Fatiga digital: Los espectadores exigen menos algoritmos y más humanidad en la gran pantalla.
El hartazgo por la inteligencia artificial ha traspasado las pantallas de los móviles y se ha instalado en las butacas de los cines. Tras años de avances tecnológicos que prometían revolucionar el entretenimiento, el público comienza a mostrar signos de agotamiento ante la saturación de efectos generados por IA, guiones predecibles y personajes carentes de profundidad emocional.
Un estudio reciente de la consultora Screen Engine/ASI reveló que el 68% de los espectadores estadounidenses considera que el uso excesivo de IA en el cine está deteriorando la calidad de las historias. El dato no sorprende si se analiza el panorama actual: desde trailers con voces clonadas hasta películas enteras donde los extras son digitales, la línea entre lo real y lo artificial se desvanece sin que el espectador lo pida.
El 72% de los encuestados afirmó sentirse «engañado» cuando descubre que escenas clave fueron creadas con inteligencia artificial.
El factor humano vs. la máquina
El debate no es nuevo, pero la escala sí.
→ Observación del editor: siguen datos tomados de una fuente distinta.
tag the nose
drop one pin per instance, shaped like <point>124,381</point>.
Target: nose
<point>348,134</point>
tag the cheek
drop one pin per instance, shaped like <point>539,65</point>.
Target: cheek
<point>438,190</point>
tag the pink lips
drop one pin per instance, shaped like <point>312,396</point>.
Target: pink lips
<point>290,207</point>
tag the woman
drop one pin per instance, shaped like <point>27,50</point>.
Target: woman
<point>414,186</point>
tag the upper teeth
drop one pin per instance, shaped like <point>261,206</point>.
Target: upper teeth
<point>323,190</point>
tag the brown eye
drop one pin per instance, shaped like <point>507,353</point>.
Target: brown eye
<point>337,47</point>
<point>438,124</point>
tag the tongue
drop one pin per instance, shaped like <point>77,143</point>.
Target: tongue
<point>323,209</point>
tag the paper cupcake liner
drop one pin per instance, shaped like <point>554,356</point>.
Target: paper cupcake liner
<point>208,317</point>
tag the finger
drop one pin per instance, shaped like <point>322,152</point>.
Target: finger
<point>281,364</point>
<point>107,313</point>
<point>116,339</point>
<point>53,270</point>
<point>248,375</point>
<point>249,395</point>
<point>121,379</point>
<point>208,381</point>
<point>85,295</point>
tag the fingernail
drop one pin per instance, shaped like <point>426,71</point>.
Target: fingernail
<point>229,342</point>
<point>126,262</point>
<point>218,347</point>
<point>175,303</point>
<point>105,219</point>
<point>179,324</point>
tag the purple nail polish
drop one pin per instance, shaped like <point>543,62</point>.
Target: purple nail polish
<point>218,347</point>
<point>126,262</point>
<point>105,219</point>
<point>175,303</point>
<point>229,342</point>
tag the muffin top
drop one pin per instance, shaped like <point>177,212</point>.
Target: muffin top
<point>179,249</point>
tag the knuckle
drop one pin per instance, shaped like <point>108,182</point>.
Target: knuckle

En los años 90, efectos como los de Jurassic Park asombraban por su realismo; hoy, herramientas como MidJourney o Runway permiten generar escenas completas en minutos, sin necesidad de actores, escenarios o incluso guionistas. El problema, según la crítica de cine Manohla Dargis (The New York Times), es que «la IA puede imitar, pero no innovar. Nos está dando más de lo mismo, pero con menos alma».
El fenómeno ha generado reacciones en cadena. En redes sociales, el hashtag #NoMoreAI acumula millones de publicaciones, con usuarios compartiendo ejemplos de películas donde la IA arruinó la experiencia. Uno de los casos más virales fue el de The Flash (2023), donde escenas enteras de acción fueron criticadas por su falta de fluidez y expresiones faciales robóticas en los personajes.
La industria responde: ¿solución o más problemas?
Ante la creciente presión, algunos estudios han intentado apaciguar las críticas. Disney, por ejemplo, anunció que limitará el uso de IA en sus producciones originales, priorizando «el talento humano». Sin embargo, la medida contrasta con su reciente patente para un sistema que reemplaza a los extras con avatares digitales, lo que generó escepticismo entre los profesionales del sector.
Mientras tanto, en el Festival de Cannes de este año, el director Martin Scorsese lanzó una advertencia contundente: «Si seguimos por este camino, el cine dejará de ser un arte para convertirse en un producto más de consumo masivo. Y eso es algo que no podemos permitir». Sus palabras resonaron en un evento donde, irónicamente, varias películas presentadas utilizaban IA para «optimizar» sus efectos visuales.
El actor Keanu Reeves, conocido por su postura crítica hacia la tecnología en el cine, fue más directo: «Los estudios están reemplazando a los artistas por máquinas. ¿Dónde queda la magia del cine si todo es generado por un algoritmo?».
¿Qué sigue para el cine?
El futuro parece dividido. Por un lado, plataformas como Netflix y Amazon Prime apuestan por contenidos hiperpersonalizados, donde la IA ajusta escenas en tiempo real según las preferencias del espectador. Por otro, movimientos como #SaveTheCinema ganan fuerza, exigiendo regulaciones que protejan el trabajo humano y la esencia artística del séptimo arte.
Lo cierto es que el debate ya no es técnico, sino ético. Como resumió la guionista Lulu Wang: «La IA puede escribir un diálogo, pero no puede sentir el dolor de un personaje. Y eso, al final, es lo que nos hace humanos».